Achtergrond
De adolescentie (<24 jaar) is een dynamische levensfase waarin veel veranderingen plaatsvinden en waarin verschillende psychische stoornissen zich voor het eerst voordoen (75%). Het beroep op jeugdzorg is daarbij de afgelopen jaren enorm gegroeid. Dit hangt samen met grote sociaal-maatschappelijke druk, toename van individualisme en een pessimistisch toekomstperspectief. 1 op de 7 kinderen en jongeren doen een beroep op jeugdzorg. Toch lijkt het niet beter te gaan met jongeren in Nederland en zijn er jeugdigen die door de vangnetten van zorg vallen. Daarbij vragen meisjes eerder om hulp dan jongens en is bekend dat jongens 2-3 keer vaker suïcide plegen dan meisjes.
Doel van het onderzoek
Dit onderzoeksproject kan verdiepende kennis en meer handvatten geven teneinde een gender sensitieve attitude in hulpverleners te vergroten.
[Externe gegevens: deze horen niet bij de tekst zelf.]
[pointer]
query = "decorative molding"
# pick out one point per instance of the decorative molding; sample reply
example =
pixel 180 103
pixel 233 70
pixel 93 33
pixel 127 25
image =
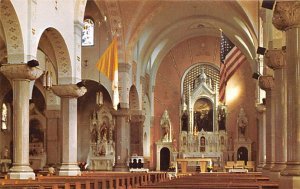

In samenwerking met ervaringsdeskundigen kan dit leiden tot aanbevelingen voor richtlijnen en de omgeving. Zo vergroten we de kans om nauwer aan te sluiten bij zowel jonge mannen als jonge vrouwen en hen te bieden wat nodig is om uit een suïcidale crisis te komen en om vervolgbehandeling succesvoller te maken.
Aanpak/werkwijze
In samenwerking met 113 worden data over suïcides bij jongeren uit de psychosociale autopsie (PSA)-studie nader geanalyseerd. PSA is een retrospectieve, dynamische, observationele cohortstudie. De PSA is begin 2023 gestart en verzamelt psychosociale kenmerken van personen die door zelfdoding zijn overleden. De studie heeft een mixed-methods design, waarin online vragenlijsten worden gecombineerd met semi-gestructureerde interviews.
Bij het NPI worden de gepseudonimiseerde ROM-data van psychodynamische behandelingen bij jongeren nader geanalyseerd, met inbegrip van gender verschillen en overeenkomsten ten aanzien van beloop en uitkomst van de therapie.